復讐メッセージを送信しました。 〜ナナツノノロイ2〜

「う~う~太りたくないよぉ。元の姿に戻りたくないよぉ」

「山根さん、ちょっと1回落ち着こうよ」

杏奈はマリア様の紙をポケットに入れると、光子の背中をなでて、落ち着かせようとした。

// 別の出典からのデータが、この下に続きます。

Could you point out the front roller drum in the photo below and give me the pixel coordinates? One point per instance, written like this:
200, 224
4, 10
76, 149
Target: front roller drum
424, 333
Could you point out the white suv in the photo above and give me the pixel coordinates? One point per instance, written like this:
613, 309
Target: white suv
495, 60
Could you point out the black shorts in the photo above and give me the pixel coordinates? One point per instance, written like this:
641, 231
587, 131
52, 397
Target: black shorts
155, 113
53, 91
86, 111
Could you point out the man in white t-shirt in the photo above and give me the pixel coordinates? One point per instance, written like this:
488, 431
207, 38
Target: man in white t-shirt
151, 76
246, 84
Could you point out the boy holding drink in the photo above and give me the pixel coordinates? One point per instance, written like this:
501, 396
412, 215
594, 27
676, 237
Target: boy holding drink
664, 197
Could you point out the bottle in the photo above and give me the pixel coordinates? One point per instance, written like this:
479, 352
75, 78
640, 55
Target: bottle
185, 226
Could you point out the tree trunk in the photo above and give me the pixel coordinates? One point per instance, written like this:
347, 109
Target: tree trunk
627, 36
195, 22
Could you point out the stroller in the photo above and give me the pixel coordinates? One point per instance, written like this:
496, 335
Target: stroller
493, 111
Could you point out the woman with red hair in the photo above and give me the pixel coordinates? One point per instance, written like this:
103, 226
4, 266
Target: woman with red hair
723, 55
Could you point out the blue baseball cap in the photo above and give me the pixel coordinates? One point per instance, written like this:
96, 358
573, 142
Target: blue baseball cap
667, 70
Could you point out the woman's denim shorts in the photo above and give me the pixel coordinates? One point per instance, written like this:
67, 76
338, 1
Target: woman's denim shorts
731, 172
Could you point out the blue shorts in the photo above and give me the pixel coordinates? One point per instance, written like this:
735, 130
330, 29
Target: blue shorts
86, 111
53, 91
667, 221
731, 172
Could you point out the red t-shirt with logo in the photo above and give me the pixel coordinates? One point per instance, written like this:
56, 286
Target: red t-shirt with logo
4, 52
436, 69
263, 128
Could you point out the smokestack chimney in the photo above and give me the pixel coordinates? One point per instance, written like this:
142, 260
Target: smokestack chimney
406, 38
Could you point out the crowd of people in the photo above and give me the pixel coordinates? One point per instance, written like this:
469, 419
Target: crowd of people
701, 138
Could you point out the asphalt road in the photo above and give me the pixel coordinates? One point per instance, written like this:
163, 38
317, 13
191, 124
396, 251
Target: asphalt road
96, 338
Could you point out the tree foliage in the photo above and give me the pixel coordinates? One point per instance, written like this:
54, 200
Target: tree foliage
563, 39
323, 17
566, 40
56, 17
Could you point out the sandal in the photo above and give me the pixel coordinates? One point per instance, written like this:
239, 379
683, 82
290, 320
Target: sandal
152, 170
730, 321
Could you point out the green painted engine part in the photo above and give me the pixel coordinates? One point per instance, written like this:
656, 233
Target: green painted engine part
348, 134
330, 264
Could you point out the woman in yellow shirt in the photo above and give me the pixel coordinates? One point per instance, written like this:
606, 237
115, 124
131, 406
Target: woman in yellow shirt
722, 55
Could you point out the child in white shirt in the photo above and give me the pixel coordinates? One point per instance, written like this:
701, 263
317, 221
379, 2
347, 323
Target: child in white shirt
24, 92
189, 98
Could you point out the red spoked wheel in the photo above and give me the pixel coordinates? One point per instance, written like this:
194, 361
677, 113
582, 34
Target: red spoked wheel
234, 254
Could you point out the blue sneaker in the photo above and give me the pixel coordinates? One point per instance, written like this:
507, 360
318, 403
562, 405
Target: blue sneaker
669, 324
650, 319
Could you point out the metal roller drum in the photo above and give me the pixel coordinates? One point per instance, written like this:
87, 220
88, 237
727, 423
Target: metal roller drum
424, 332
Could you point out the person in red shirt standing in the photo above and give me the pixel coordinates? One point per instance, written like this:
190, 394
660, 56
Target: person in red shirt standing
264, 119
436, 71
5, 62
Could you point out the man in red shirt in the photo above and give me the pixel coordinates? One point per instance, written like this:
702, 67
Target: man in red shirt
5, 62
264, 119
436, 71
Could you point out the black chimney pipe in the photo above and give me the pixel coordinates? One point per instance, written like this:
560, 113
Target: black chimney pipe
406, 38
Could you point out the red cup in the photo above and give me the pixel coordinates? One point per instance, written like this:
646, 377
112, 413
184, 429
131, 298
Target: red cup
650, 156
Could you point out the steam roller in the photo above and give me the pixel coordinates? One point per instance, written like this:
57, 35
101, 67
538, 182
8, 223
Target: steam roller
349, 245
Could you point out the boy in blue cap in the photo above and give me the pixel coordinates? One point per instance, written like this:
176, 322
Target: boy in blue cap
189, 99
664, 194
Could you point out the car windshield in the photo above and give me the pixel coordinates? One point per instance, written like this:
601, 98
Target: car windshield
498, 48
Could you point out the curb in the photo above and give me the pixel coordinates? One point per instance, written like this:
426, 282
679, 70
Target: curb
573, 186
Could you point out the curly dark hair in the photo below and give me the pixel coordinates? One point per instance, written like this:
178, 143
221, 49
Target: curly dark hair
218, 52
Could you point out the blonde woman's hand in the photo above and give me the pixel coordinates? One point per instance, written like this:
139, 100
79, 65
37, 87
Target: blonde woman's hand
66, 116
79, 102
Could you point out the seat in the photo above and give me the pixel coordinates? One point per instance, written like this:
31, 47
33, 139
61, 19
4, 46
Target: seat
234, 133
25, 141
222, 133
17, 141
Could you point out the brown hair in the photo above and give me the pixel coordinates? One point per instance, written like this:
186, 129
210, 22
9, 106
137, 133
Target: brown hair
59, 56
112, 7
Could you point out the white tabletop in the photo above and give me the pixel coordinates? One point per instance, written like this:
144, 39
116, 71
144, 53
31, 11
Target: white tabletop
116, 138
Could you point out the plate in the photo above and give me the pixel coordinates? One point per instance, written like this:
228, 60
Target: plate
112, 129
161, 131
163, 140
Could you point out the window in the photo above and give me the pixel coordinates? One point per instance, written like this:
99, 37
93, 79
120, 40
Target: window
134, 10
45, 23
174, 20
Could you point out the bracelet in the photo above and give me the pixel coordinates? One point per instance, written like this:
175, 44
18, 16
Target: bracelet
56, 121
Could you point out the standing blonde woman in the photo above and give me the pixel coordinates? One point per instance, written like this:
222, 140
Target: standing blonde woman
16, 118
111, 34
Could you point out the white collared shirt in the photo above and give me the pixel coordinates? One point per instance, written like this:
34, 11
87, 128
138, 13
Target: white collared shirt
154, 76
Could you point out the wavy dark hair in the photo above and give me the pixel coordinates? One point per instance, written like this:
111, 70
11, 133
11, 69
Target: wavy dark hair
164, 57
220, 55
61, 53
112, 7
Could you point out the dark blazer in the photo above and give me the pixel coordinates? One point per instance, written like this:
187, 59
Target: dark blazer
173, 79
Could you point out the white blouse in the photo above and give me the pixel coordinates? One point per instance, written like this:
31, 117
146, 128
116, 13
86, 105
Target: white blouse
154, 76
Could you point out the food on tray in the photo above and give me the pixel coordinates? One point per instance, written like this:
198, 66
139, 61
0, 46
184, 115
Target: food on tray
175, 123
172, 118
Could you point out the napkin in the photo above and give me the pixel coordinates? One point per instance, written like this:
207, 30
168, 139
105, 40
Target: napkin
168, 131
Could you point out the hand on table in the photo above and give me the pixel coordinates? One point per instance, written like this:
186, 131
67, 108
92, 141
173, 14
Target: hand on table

すると、光子が髪の毛をかきむしっていた手をピタリと止めた。バラバラと指の先から、髪の毛の束が廊下に落ちる。

「あ、そうだ。すっごくいいこと思いついた」

杏奈は、ぎょっとした。
いつのまにか、光子の両目が、血に染まったように赤くなっていたからだ。

「食べても太らないように、自分を食べればいいんだ!」

光子は真っ赤な目を、見開きながら笑う。

なにを言ってるの――杏奈がかたまっていると、光子が、あぐぁ、と大きな口をあけた。

光子は自分の親指を、なんのちゅうちょもなく噛みちぎった。

バキベキボキ……。

くっちゃぐっちゃ……。

骨と肉を食べていく、おぞましい音に、杏奈は耳をふさぐことしかできない。

「アアア、オイシイ。これならいくら食べても太らないから、私って天才だわあ」

光子は、さらに人差し指、中指と食べ進めていく。制服は血まみれだ。